Among the most influential pieces of theory I have read in a very long time. Wark bluntly challenges the established forms by which we address the upper class, arguing that in order to imagine and work towards a better future we must first discard the old forms of conceptualizing it. I would hesitate to call it inspiring (existential terror remains such even with the language to know it), but Wark's ability to blend technical, theoretical, and cultural forces into a unified theory has the effect of finally emerging from a deep sleep.
The last few chapters get a bit in the weeds dismissing Marxist theorists directly, serving as a preemptive defense against their arguments but moving away from the tangible rhetoric of the earlier chapters. It makes the book somewhat less accessible as a whole, but is a minor blemish on what is still a very readable academic text. Essential reading for modern Marxist's, particularly the more obnoxious and online among them (heh, wonder who that's for).
In insolation each story is lightweight if unremarkable, but collected together, the repetition and simplicity becomes an annoyance. “A misunderstood, not-like-other-girls girl feels seen by the sensitive stud she mistook as a douche.” A bit too uncharitable to call it Wattpad-core, but certainly working from a similar base.

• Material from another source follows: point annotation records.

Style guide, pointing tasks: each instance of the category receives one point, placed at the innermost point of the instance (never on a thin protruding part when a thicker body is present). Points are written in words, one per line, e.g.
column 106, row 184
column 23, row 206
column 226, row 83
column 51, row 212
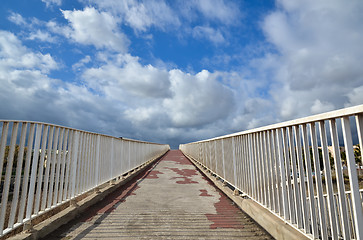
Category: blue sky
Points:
column 178, row 71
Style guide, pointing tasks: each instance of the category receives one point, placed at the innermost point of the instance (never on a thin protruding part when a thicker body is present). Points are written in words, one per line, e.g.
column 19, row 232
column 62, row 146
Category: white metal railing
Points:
column 274, row 165
column 43, row 165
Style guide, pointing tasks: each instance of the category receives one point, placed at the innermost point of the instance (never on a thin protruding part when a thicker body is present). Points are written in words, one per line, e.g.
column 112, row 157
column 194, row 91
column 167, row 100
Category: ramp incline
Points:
column 170, row 200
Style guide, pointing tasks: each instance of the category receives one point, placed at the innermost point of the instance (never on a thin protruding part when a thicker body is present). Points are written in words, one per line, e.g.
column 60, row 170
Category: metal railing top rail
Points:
column 75, row 129
column 314, row 118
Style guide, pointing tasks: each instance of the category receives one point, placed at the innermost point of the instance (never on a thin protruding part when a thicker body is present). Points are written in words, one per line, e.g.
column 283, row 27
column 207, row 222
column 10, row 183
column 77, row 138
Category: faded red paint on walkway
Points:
column 170, row 200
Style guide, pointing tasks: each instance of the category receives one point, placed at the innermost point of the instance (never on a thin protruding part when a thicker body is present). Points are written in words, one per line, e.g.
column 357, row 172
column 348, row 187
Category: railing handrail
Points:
column 344, row 112
column 53, row 164
column 80, row 130
column 267, row 163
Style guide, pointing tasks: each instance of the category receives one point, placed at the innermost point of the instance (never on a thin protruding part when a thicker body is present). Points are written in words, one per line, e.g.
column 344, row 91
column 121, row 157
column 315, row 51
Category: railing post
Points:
column 74, row 160
column 97, row 159
column 353, row 178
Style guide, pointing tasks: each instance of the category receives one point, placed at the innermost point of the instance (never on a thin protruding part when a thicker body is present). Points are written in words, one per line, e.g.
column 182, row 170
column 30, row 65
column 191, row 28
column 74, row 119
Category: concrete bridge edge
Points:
column 274, row 225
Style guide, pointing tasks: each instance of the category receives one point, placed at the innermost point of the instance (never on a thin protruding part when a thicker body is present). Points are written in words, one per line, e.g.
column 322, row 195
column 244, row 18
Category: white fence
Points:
column 44, row 165
column 295, row 169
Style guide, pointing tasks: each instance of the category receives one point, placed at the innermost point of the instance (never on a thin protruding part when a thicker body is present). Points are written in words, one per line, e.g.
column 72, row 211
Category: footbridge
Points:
column 300, row 179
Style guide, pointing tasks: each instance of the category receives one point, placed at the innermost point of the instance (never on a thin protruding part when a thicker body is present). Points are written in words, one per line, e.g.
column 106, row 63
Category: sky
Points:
column 178, row 71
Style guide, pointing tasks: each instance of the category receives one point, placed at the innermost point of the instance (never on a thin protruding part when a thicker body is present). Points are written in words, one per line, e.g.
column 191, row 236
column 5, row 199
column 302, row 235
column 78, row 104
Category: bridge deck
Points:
column 171, row 200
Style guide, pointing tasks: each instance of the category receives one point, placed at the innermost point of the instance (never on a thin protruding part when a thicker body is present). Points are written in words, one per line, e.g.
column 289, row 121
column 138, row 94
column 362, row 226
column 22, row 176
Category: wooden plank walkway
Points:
column 171, row 200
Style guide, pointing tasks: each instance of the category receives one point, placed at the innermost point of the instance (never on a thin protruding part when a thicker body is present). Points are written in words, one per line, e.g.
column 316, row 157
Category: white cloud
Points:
column 141, row 15
column 17, row 19
column 14, row 55
column 42, row 36
column 198, row 99
column 218, row 10
column 317, row 67
column 123, row 73
column 50, row 3
column 80, row 64
column 202, row 32
column 91, row 27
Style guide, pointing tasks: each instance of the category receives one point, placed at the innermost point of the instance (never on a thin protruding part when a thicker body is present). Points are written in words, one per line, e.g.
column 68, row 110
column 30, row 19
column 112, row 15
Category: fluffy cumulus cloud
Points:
column 50, row 3
column 141, row 15
column 198, row 99
column 202, row 32
column 314, row 66
column 319, row 45
column 122, row 75
column 91, row 27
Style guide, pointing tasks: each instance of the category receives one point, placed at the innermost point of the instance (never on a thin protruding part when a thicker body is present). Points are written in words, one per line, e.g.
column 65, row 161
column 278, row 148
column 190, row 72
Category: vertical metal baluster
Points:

A defiant scream into the universe; a refusal to become only pain, bodies without self; poetry born of love and death and comic spite. Hope is so hard to find in this bloodied, fragile existence, but it's there, beating at the bruises and concrete that could never bury us. Whispers turning to cries in defiance of anyone arrogant enough to think they get to choose when we die.

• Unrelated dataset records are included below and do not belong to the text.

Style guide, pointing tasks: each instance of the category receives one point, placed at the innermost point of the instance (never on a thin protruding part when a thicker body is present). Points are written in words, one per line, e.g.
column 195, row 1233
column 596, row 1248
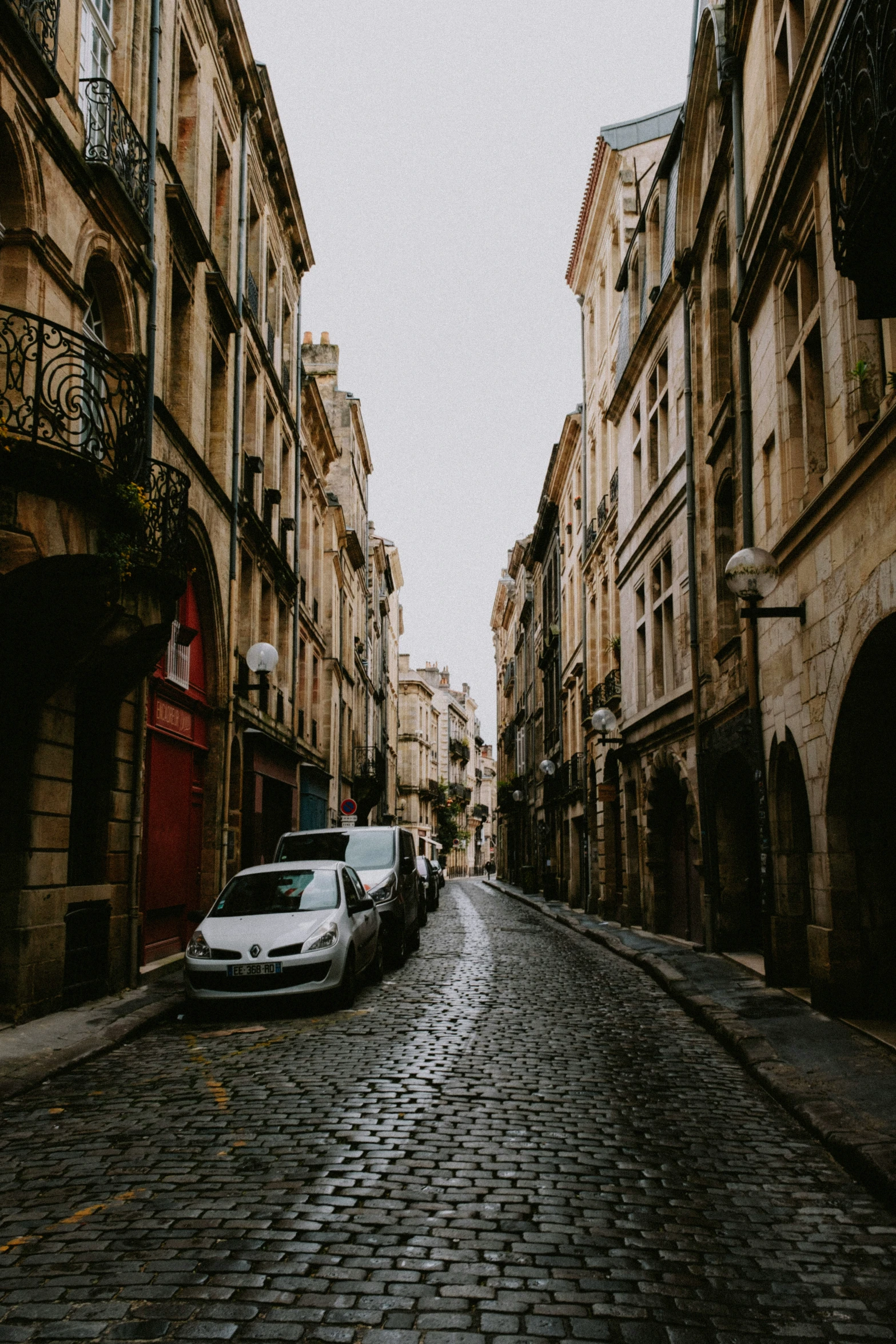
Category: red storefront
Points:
column 176, row 750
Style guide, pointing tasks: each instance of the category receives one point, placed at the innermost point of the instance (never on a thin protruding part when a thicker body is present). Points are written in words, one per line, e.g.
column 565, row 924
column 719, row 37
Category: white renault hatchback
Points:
column 286, row 929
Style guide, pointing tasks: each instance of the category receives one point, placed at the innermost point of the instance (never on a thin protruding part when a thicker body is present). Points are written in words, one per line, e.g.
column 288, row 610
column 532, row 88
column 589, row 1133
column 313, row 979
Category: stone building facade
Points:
column 752, row 406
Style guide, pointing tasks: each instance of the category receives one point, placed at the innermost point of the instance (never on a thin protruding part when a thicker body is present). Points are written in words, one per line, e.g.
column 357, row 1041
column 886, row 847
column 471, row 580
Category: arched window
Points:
column 724, row 520
column 720, row 320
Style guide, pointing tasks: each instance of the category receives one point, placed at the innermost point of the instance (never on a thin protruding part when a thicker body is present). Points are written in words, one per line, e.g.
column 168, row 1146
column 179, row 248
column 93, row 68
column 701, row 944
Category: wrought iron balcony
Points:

The art is still immaculate and looks phenomenal on the heavy stock paper (can't imagine how expensive this was to print). The writing is...fine? Characters are painted in broad strokes and heavy emotions without actually getting to do anything significant. There's a reliance on “humans are the real monsters” mic drops that I find tiring (especially in relationship to the films which are both more specific in their targets and empathetic towards their characters).
Fun if you are as obsessed with Alien/s as me but not much to chew on as a book itself.